LISBON, March 29 (Xinhua) -- Portugal's Quorum Ballet dance company has performed in over 40 cities around the world and later this year will be creating and presenting a new piece in Beijing, China, in collaboration with Chinese entities.
"We increasingly have more projects abroad," Quorum Ballet's choreographer artistic director Daniel Cardoso told Xinhua on Wednesday. "I think internationalization makes sense because dance is a universal language," Cardoso said. "It is intuitive to me that dance is something global and not local."
He says a highlight for Quorum this year will be going to Beijing where his company will be working on a co-production with Chinese entities.
The piece, called "The Rite of Spring: Made in China" will be starring seven dancers from Quorum Ballet and seven of China's most renowned Chinese dancers, with guest choreographer Xie Xin.
Cardoso studied at the National Conservatory of Dance in Lisbon, and took scholarships at the Martha Graham School of Contemporary Dance and at the Joffrey Ballet School in New York.
He has worked with a number of international choreographers throughout his career including Martha Graham, Robert Wilson, Maurice Bejart, Itzik Galili, and Milton Meyers.
He formed the Quorum Ballet dance company in the summer of 2005, as well as the Quorum Academy.
Cardoso is not only internationalizing the country's dance scene, but also pushing the boundaries of classical and contemporary dance, as reflected in his latest piece "From Classic to Contemporary which he took to Lisbon's Cineteatro D. Joao V last weekend.
The piece, which started off with excerpts of Swan Lake interpreted by renowned ballet dancers Carlos Pinillos and Filipa Castro from the Portuguese Companhia Nacional do Bailado, had guest ballet dancers Maria Selestskaja and Teun Van Roosmalen from the Royal Ballet of Flanders perform too.

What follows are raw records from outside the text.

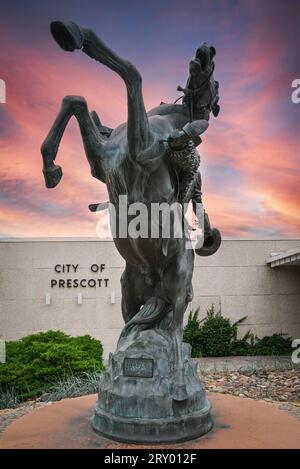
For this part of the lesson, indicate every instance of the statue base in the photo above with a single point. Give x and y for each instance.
(137, 403)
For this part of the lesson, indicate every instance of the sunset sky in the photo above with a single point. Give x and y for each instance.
(250, 154)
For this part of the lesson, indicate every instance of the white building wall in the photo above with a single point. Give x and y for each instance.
(235, 278)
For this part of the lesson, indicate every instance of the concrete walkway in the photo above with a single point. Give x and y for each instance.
(239, 423)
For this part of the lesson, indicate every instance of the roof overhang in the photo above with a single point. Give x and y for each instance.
(285, 258)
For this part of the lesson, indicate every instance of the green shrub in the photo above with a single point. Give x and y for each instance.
(36, 361)
(192, 332)
(216, 336)
(276, 344)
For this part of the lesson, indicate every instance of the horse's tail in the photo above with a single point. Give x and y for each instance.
(154, 310)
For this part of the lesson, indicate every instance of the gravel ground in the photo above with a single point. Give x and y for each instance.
(280, 388)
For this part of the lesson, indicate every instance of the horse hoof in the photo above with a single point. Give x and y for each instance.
(52, 176)
(180, 393)
(211, 244)
(67, 35)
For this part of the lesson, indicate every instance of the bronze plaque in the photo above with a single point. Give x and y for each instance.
(138, 367)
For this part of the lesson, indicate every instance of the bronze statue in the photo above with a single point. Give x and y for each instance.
(151, 158)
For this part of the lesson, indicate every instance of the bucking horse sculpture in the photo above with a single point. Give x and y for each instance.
(151, 158)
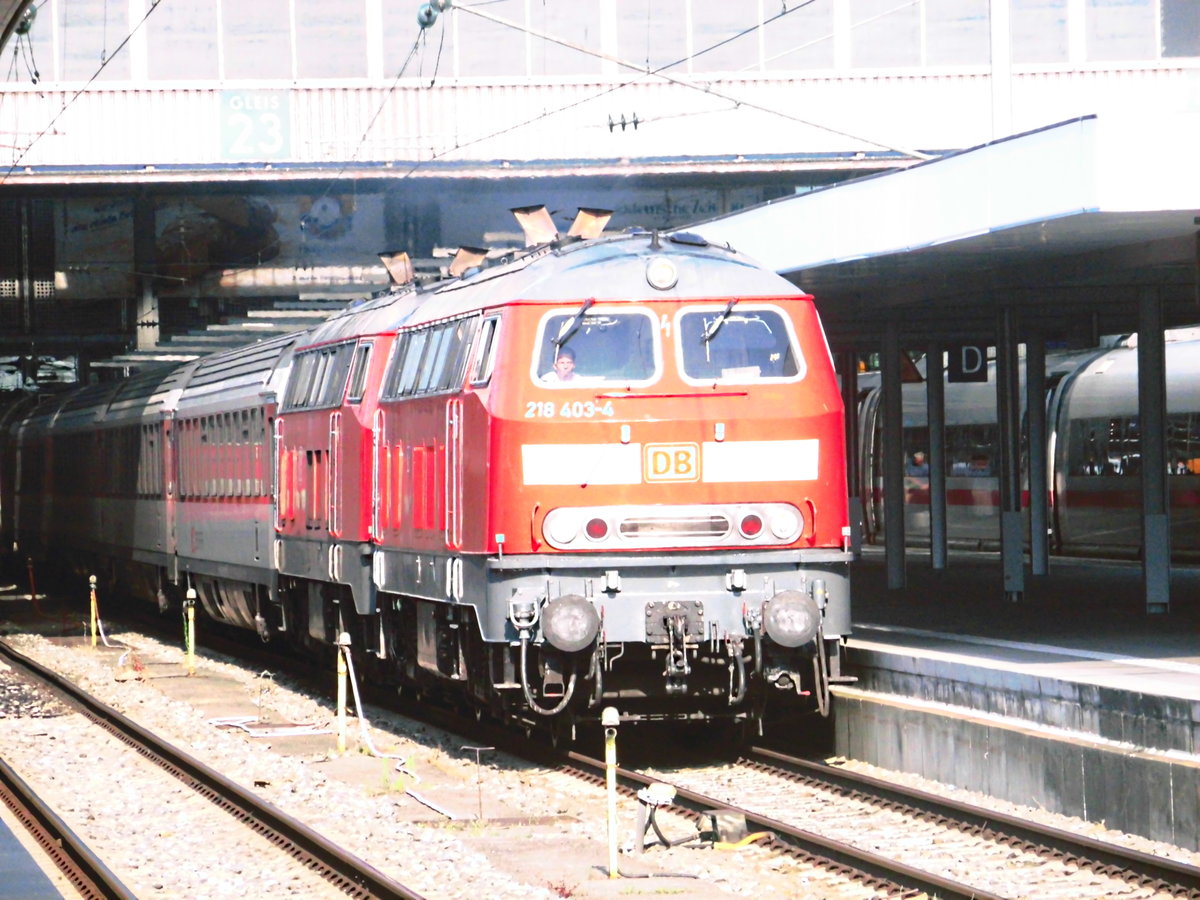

This was followed by a powerful performance by contemporary Quorum dancers in "A modern perspective" about complex relationships.
"There is a struggle in Portugal for public interest in dance," Cardoso said. "So this kind of piece (mixing contemporary and classical) attracts a broad spectrum of individuals. It was about creating a balance and also attracting people to a relatively new theatre."